So when Ortega says, "I am I in my circumstance," you're not navigating a set of circumstances. You are a part of your circumstances, and they're a part of you. It can start to feel bizarre even imagining a self that exists independent of them. Like, who are you without the circumstances to live in reference to? What kind of opinions and values does your personality gravitate towards when you're floating around in the vacuum of space?
Now, what immediately follows from this if you're Ortega is that in the same way you have a responsibility to know yourself, to study and understand yourself, well, your circumstances are a part of you. So you have a responsibility to know, study, and understand those as well. To not know your circumstances is to not fully know yourself.
Which is also to say that to be apathetic about the state of the world around you is to be apathetic about a big piece of who you are. The only way for you to truly come to terms with the set of circumstances that constitutes your reality is through active engagement with your circumstances. Put another way, human life to Jose Ortega, who you are, is not some abstract concept that can be theorized about and solved by philosophers sitting in the academic departments of universities.
Lord knows we've done way too much of that in the past. Who you are is a gritty affair. It is a daily campaign entrenched in the circumstances that surround you. In many ways, active engagement with your circumstances is where life truly begins. And just to be clear here, nobody's blaming you for the way the world currently is. Ortega would be sympathetic to the plight that you're going through. You didn't ask for any of this. You didn't design the circumstances that you were born into.
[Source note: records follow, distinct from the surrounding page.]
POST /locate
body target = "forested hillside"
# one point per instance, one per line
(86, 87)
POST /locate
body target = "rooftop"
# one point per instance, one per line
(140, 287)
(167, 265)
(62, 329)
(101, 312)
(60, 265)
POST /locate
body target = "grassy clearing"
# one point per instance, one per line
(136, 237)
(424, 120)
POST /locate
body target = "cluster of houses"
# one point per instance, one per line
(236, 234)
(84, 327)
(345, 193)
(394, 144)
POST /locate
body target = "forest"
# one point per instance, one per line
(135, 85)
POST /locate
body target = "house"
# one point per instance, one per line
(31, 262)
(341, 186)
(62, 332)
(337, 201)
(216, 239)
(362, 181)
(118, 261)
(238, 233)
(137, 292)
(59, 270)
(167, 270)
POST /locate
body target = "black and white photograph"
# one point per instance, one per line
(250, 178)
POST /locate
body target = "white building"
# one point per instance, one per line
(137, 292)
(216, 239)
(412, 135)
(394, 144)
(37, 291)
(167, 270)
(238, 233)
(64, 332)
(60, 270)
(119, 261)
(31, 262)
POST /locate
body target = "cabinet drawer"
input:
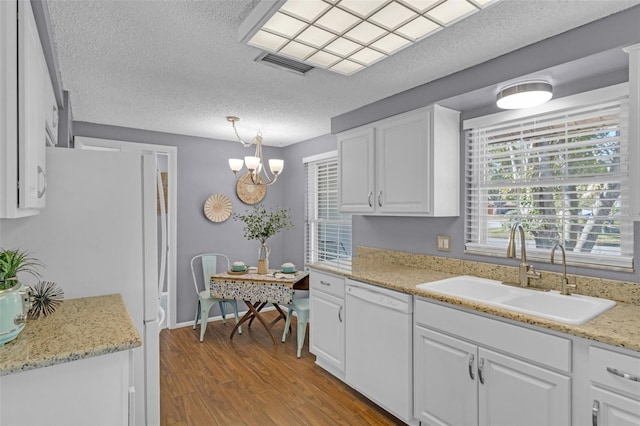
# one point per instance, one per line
(609, 368)
(542, 348)
(327, 283)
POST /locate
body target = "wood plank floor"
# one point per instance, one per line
(248, 381)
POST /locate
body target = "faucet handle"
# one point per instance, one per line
(532, 273)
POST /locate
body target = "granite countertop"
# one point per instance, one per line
(79, 328)
(620, 326)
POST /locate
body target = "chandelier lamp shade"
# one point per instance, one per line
(255, 163)
(524, 95)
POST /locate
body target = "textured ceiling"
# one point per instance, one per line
(176, 66)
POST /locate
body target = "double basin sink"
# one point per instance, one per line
(573, 310)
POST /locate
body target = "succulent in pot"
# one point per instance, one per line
(15, 299)
(13, 261)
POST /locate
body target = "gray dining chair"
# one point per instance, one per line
(211, 265)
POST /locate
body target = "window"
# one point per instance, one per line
(327, 232)
(562, 172)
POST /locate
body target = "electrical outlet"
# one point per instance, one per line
(444, 243)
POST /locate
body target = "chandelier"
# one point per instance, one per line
(255, 163)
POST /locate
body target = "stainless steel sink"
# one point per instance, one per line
(574, 309)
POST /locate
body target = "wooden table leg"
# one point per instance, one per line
(258, 308)
(253, 313)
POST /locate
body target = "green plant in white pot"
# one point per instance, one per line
(15, 299)
(14, 261)
(261, 224)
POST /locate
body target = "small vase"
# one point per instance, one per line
(263, 258)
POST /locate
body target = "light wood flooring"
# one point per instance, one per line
(248, 381)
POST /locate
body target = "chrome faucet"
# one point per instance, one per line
(525, 271)
(565, 281)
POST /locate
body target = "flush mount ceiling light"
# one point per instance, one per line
(346, 36)
(524, 94)
(254, 164)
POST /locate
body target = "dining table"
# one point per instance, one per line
(257, 290)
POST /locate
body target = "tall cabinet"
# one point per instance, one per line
(405, 165)
(29, 112)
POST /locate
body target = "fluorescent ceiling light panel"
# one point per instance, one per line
(418, 28)
(297, 50)
(451, 10)
(392, 16)
(345, 36)
(347, 67)
(390, 43)
(342, 47)
(365, 33)
(268, 41)
(362, 8)
(284, 25)
(421, 5)
(323, 59)
(309, 10)
(315, 36)
(337, 20)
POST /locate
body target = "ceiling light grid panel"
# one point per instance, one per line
(346, 36)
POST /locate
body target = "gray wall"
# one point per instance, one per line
(203, 170)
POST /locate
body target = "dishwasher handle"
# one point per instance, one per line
(378, 299)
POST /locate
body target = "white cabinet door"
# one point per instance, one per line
(612, 409)
(445, 379)
(405, 165)
(402, 164)
(514, 393)
(87, 392)
(32, 77)
(356, 154)
(326, 332)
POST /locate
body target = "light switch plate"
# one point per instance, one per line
(444, 243)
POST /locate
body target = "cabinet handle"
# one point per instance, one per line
(44, 182)
(623, 374)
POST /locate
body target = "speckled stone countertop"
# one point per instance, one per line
(79, 328)
(620, 326)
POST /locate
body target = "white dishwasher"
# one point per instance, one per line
(379, 348)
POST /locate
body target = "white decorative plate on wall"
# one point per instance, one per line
(217, 208)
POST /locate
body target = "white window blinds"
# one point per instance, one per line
(327, 232)
(563, 174)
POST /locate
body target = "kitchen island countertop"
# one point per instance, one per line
(620, 326)
(79, 328)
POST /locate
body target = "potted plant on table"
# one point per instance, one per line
(261, 224)
(15, 299)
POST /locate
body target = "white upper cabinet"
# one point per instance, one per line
(405, 165)
(30, 113)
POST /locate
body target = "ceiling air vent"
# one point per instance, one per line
(284, 63)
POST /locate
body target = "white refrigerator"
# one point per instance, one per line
(98, 235)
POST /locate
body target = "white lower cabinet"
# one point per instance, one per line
(614, 390)
(327, 322)
(458, 380)
(96, 391)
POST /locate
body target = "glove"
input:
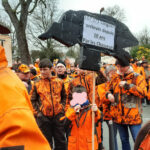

And your circumstances may be horrible, many of them completely outside the bounds of your control. But here's the thing he would say: Many of these circumstances are within your control. Many of them are within your capacity to have at least a positive impact on. This is the last section from our quote from before: "I am I in my circumstance, and if I do not save it, I do not save myself." After all this, you're ultimately left with a question:
Do you want to improve yourself? Is that something you feel you have a responsibility to do at all? Well, a natural extension to that question is, do you want to improve the circumstances that make up a large part of who you are and who future generations will be? And if the answer to either of those is even kind of yes, understand, Ortega would say, that how effective you are at contending with and improving the circumstances around you in society is
will come down to the knowledge that you have about the world around you. How the world as it is came to pass. Why the world is specifically the way that it is instead of a million different other ways that it could be. Why did certain institutions within society emerge in the specific ways that they did? The more questions you ask, the more perspectives you expose yourself to. And the more you truly understand the history that is brought to bear through your circumstances, the
the more effective you're going to be at knowing how to steer the ship forward into the future. You know, just imagine being someone that doesn't put in any effort into understanding their circumstances or their history. They just don't care for whatever reason. Just imagine coming in on season six of a TV show, having never seen any of the previous seasons, and then just pretending like you know everything that's going on. How arrogant would that be? Like, if you don't understand your circumstances and your history, then you don't know that you're
Brian and Jessica used to date back in season two, and then Brian faked his death and became the mayor of the town, and now Jessica's actually his long-lost conjoined twin. Like, you wouldn't know any of that. How can you ever hope to save your circumstances if you don't even understand what they are? But of course, it's gonna get even more complicated than that. Because even if you know exactly what your circumstances are, and you're motivated to try to improve them,
That by no means is a guarantee that you even have the slightest idea about how to actually make things better. You could be left existing in a state of almost constant disorientation, constant insecurity about what to do next.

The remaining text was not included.